5. A process for the preparation of amorphous Perindopril (L)-Lysine comprising the
steps of:
a) dissolving Perindopril (L)-Lysine in a solvent,
b) adding antisolvent, and
c) isolating amorphous Perindopril (L)-Lysine.

6. A process for the preparation of amorphous Perindopril (L)-Lysine comprising the
steps of:
a) dissolving Perindopril (L)-Lysine in a solvent,
b) removing the solvent, and
b) isolating amorphous Perindopril (L)-Lysine.

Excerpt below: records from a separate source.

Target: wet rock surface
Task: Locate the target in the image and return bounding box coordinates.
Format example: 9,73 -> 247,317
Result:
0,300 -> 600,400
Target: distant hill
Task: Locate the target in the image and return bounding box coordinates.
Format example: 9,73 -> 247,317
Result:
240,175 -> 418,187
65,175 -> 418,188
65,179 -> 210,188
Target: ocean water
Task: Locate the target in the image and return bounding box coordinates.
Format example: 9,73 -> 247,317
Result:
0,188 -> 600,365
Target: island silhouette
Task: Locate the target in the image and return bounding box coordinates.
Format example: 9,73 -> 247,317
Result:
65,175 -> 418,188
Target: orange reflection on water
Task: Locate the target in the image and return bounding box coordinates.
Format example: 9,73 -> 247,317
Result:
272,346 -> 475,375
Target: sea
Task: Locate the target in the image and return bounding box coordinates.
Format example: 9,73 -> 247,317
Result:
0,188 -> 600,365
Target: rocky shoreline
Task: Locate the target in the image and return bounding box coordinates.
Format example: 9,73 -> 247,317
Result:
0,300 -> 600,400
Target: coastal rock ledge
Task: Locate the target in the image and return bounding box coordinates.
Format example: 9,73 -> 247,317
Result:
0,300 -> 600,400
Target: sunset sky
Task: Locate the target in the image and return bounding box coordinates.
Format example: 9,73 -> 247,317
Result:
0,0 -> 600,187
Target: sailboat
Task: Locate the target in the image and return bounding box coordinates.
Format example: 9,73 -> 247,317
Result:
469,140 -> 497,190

7. A process for the preparation of amorphous Perindopril (L)-Lysine comprising the
steps of:
a) suspending Perindopril (L)-Lysine in a solvent,
b) heating the solution to reflux,
c) cooling to room temperature, and
d) isolating perindopril-(L)-Lysine.

8. A process for the preparation of amorphous Perindopril-(L)-Lysine comprising the
steps of;
a) suspending Perindopril -(L)-Lysine in a solvent,
b) adding Polyvinylpyrrolidone,
c) removing the solvent, and
d) isolating amorphous Perindopril-(L)-Lysine,

9. The process according to claims 4 to 8, wherein the perindopril free acid or
Perindopril-(L)-Lysine is dissolved in a solvent selected from water, acetonitrile, ketones
such as acetone, methyl isobutyl ketone, and cyclohexanone; alcohols such as methanol,
ethanol, isopropanol, n-propanol, n-butanol, tertiary-butyl alcohol, cyclohexan-1-ol,
ethylene glycol; chlorinated solvents such as dichloromethane, chloroform, 1,2-
dichloroethene; hydrocarbon solvents such as toluene, xylene, n-hexane, n-heptane,
cyclohexane, esters such as ethyl acetate or their mixtures thereof.

10. The process according to claim 5, wherein the anti-solvent is selected from n-heptane,
isopropyl ether, hexane, and pentane, more preferably n-heptane.